What I noticed is that if I do get a solution for F & ~x1, the solution will contain assignments of all the other variables as well. This already answers many other questions: if the solution contains x2 = 0, I don't need to ask if x2 can ever be 0 because I already know that. (If I don't get a solution for a given query, well, it doesn't give me any extra information). This allows me to reduce the number of queries by about 2 to 5 times, depending on the arrangement.

Caching

This still doesn't solve the problem of a huge formula generated by the "counter" circuit. As I said before, the number of clauses is on the order of N^2. On a big board, the formula can be as big as 10,000 clauses.

Fortunately, most of the time we know many fields for certain. If a field is guaranteed empty, or guaranteed full, it will never change!
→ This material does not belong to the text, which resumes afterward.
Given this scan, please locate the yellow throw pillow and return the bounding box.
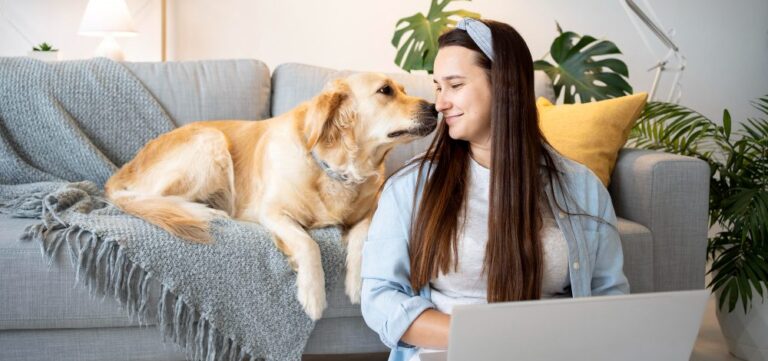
[537,93,648,187]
That means we can cache its value and not include it in the SAT formula. Once we determine a status of a field, we don't ever need to include it in calculation again. Only the uncertain fields (?) will be kept as long as they are uncertain.

This optimization is a bit scary: we no longer have a formula stating the correctness of the entire board. If everything else works as planned, that's not a problem, but it might make bugs harder to track.
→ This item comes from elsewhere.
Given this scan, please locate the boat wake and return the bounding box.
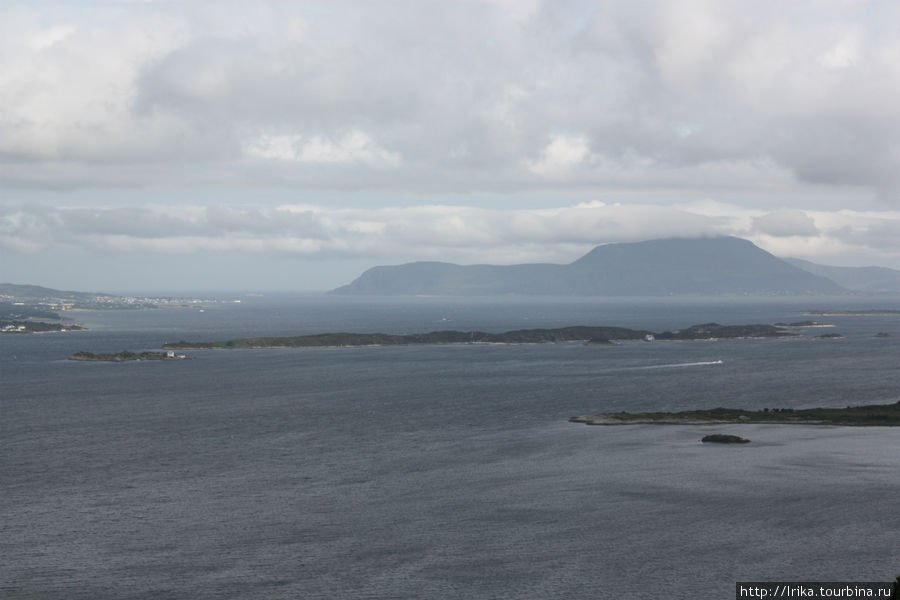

Another corner case: playing outside

Should you be allowed to click anywhere on the map, outside of boundary?

Initially I thought that it should be treated the same as guessing: if there are no safe squares, you can just click anywhere on the board. But some friends thought it was weird that it would guarantee you an empty spot anywhere.

So I changed it so that clicking outside is always punished (as long as the game has not run out of bombs to punish you, that is). With the exception of game start, of course, because then the whole board is "outside".

But it turns out that there is another corner case related to that: what if all your boundary fields are deadly?

3 . .
. . .
. . .

You have no choice but to reveal something else. This case could make the game unwinnable right at the start. So now there is another exception. You are allowed to play outside of boundary when:

Update: The change turned out to be controversial, as the restriction is somewhat artificial. I added a switch that will allow/disallow outside guesses.

That's all

You can play Kaboom here. Try enabling the debug mode: it makes the game trivial, but shows well how it works underneath.

The source code is at Github. It's not very pretty.

You might be also interested in a related minesweeper game by Simon Tatham, the creator of PuTTY. His version has a different twist: it's always solvable without guessing.